It’s nice to be creative with your food, and this Sweet Lamb and Pumpkin Casserole is a great way to do that. This dish is comforting and delightfully flavourful, with a perfect blend of lamb and pumpkin, with hints of honey and cinnamon. Now, we’ve used diced lamb pieces here, and did brown them first to improve flavour. Definitely recommended!
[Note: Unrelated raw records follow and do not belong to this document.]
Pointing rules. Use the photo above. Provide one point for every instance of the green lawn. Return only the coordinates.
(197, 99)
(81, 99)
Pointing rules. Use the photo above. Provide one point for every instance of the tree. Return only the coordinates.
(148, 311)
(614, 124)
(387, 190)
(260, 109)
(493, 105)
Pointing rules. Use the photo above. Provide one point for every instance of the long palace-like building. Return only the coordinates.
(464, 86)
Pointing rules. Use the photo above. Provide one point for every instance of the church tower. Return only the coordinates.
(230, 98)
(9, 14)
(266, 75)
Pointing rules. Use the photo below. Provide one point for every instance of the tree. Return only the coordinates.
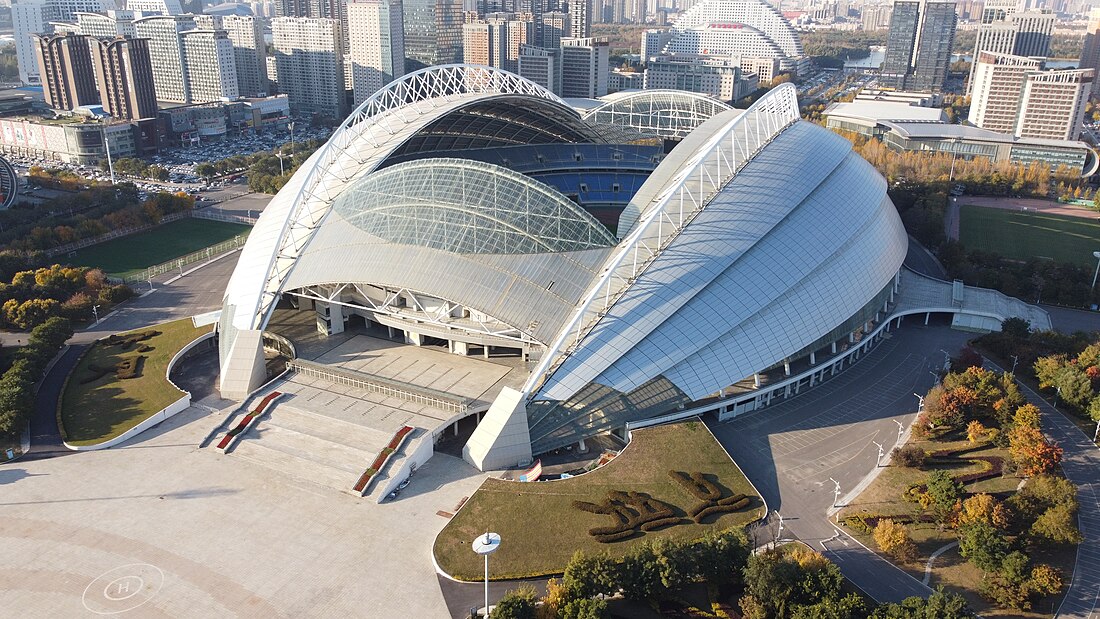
(939, 605)
(585, 609)
(983, 545)
(1032, 452)
(516, 604)
(975, 431)
(1057, 524)
(893, 539)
If you’re looking to change the spicy flavours up a little, consider changing the ground cinnamon for a stick or two of whole cinnamon. It’s really an interesting flavour.
Method
-
Preheat oven to 180 degrees.
-
In a large casserole dish, melt the butter on a medium heat until foamy. Add the onion and garlic, stirring until onion softens.
-
To this pot add the lamb and brown. Remove lamb, leaving onion and garlic.
-
Add the vinegar and cinnamon, and bring to the boil. Add the lamb back in, turning to coat. Cover with a lid, and cook in preheating oven (stirring now and then) for 30 minutes.
-
After 30 minutes, add the pumpkin and pour over the honey (heat first if cold). Bake, with no lid, for another 50 mins to 1 hour, or until lamb is tender and pumpkin is cooked through.
-
Delicious served with mashed potatoes or steamed potatoes.